The first steps of alternative tourism in Palestine coincide with the establishment of Palestinian Authority, in the middle of the 1990s. Until this date, the Israeli military administration forbade the Palestinians of the West Bank and Gaza to govern themselves. The pioneer agency, the Alternative Tourism Group (ATG), was established in 1995, in Beit Sahour, a locality next to Bethlehem, famous for its peaceful activism against occupation and notably a long tax strike during the first Intifada. From two groups the first year in more than eighty last year, ATG regularly expanded the activities, intended in most cases for the pilgrims. " In May, about 150 000 tourists entered Bethlehem, says Ayman Abu Al-Zulof, the manager of the marketing of ATG. It is a huge figure. The problem is that the majority of them saw only the Church of the Nativity and then left again to sleep in Jerusalem. With us, the pilgrims see the "wall" (the barrier of Israeli separation which encircles the city) before the church.
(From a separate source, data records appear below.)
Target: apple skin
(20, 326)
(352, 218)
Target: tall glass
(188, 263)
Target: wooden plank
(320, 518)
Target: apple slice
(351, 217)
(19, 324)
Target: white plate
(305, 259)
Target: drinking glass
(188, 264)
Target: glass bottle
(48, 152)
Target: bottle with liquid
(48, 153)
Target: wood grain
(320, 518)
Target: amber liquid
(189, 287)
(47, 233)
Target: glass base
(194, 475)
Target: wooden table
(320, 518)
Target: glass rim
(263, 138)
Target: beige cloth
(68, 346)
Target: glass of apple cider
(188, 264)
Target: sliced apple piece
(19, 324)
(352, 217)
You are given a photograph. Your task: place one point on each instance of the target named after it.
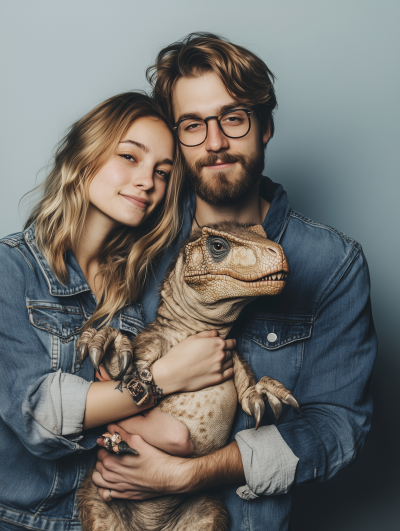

They have opportunity to sleep at Palestinian family homes and to attend music shows. We try hard to make them meet people, traditions, culture. "

The visit in the "wall" is the face imposed by Alternative Tourism in Palestine. It notably represents in the catalogue of Alternative Tours and Transportation, the small agency that is managed from the courtyard of a hotel of Eastern Jerusalem. The route begins with the 8-metre (25 ft.) high wall in Abu Dis, a suburb of the Holy City. It continues by a visit of Ma'ale Adumim, a settlement which stretches on a dozen kilometres, in the center of the West Bank. Then it ends in checkpoint of Kalandiya, terminal of access to the region of Ramallah, where the "wall" is livened up with watchtowers, with armoured sentry boxes and with surveillance cameras.


" It is my first day in the region, but I believe have seen and understood more things than most of the tourists who come here, says Inge, a young Norwegian. I shall come back home with the idea that Israel is a much more violent State than I imagined it and that the Palestinians live behind the walls of a prison. How to negotiate out of this situation? "

Paradoxically, Palestinian Authority has hardly invested in the development of this area. While the fall of the level of violence allows the region to reappear on the card of the western tour-operators, religious tourism is the preference of the authorities of Ramallah.